CIPR Report Finds MPs Not Taking Lobbying Problems Seriously Enough
The Chartered Institute of Public Relations (CIPR) has said that MPs are not taking problems with lobbying seriously enough. A report by the CIPR found that little has been done to strengthen laws on lobbying, thanks to MPs not consistently highlighting the issue. The report’s analysis showed that only a quarter of MPs had mentioned lobbying since the last general election, with interest spiking after major scandals and then dying down again to just nine mentions a month.
The report found that many of these mentions of lobbying are buried in other concerns such as procurement or second jobs, while 14% are focused on lobbying by foreign governments rather than domestic interests.
- Alastair McCapra, the chief executive of CIPR, described the findings of the report as "incredibly depressing".

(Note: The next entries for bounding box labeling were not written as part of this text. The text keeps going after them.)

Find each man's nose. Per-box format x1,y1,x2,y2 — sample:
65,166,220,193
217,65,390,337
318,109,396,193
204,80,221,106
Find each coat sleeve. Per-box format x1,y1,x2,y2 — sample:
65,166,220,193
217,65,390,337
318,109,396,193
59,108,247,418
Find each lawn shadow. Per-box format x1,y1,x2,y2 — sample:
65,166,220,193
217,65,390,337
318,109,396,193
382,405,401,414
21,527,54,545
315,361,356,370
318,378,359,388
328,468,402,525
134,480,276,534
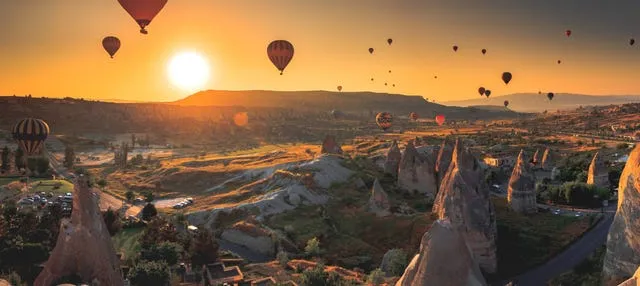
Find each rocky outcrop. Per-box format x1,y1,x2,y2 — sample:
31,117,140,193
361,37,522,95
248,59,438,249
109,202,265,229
507,150,538,214
384,140,402,178
436,140,453,186
396,220,487,286
398,141,437,197
604,146,640,285
369,179,391,217
540,148,554,170
587,153,609,189
320,135,342,155
34,177,124,286
433,141,497,273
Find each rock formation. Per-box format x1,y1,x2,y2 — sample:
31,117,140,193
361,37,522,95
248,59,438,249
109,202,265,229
436,140,453,186
396,220,487,286
369,179,391,217
384,140,402,178
587,153,609,189
604,146,640,285
398,141,438,197
34,177,124,286
540,148,554,170
433,141,497,273
320,135,342,154
507,150,538,214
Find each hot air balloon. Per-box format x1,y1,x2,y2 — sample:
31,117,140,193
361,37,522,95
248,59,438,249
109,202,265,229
11,118,49,156
102,36,120,59
376,112,393,131
118,0,167,34
502,72,513,84
267,40,293,75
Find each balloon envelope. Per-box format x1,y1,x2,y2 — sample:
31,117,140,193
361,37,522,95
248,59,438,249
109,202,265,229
267,40,293,75
102,36,120,58
118,0,167,34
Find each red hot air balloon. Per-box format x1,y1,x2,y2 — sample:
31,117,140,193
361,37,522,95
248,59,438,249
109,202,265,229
267,40,293,75
102,36,120,59
478,87,486,96
502,72,513,84
118,0,167,34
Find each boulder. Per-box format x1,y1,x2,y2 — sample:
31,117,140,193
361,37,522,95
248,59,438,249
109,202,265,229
34,176,124,286
507,150,538,214
384,140,402,178
398,141,437,197
396,219,487,286
369,179,391,217
433,140,497,273
602,146,640,285
587,153,609,189
320,135,342,155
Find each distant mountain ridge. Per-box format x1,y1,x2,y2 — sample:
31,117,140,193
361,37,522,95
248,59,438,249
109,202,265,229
168,90,516,118
443,93,640,112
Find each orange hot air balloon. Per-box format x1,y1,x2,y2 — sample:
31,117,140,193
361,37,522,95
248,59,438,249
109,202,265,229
267,40,293,75
118,0,167,34
233,112,249,127
376,112,393,131
102,36,120,59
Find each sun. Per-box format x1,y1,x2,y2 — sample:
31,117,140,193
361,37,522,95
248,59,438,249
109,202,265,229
167,52,210,92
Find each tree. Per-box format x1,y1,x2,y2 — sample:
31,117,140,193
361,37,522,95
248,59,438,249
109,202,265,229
128,260,170,286
0,146,10,173
102,207,122,236
62,146,76,169
189,227,219,267
142,203,158,221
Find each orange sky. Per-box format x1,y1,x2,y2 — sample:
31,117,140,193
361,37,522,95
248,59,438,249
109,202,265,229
0,0,640,102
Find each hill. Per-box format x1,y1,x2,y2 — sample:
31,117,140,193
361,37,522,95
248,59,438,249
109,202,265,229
445,93,640,112
171,90,516,119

- The CIPR is campaigning for the reform of the Lobbying Act passed in 2014, with the aim of improving standards and transparency.
- According to the CIPR, the Lobbying Act has flaws, and unethical lobbying has been left to flourish largely unchecked due to the infrequent publication of other transparency documents such as registers of interests.
The CIPR added that lobbying scandals undermined faith in democracy, with a poll finding that 46% thought lobbying laws were too weak and 71% saying scandals had left them less confident in the political system. The CIPR report comes after Parliament’s standards commissioner opened an investigation into Blackpool South MP Scott Benton, who was filmed offering to lobby ministers in exchange for money from people he believed to be gambling investors.
The CIPR hopes to raise the profile of its campaign to reform lobbying laws with an event in Parliament. Alastair McCapra, the chief executive of CIPR, called on MPs to focus on lobbying as a key issue that will determine whether the door to public trust is ever opened. He added that reform must not be endlessly kicked down the road, and that MPs need to start discussing the issue.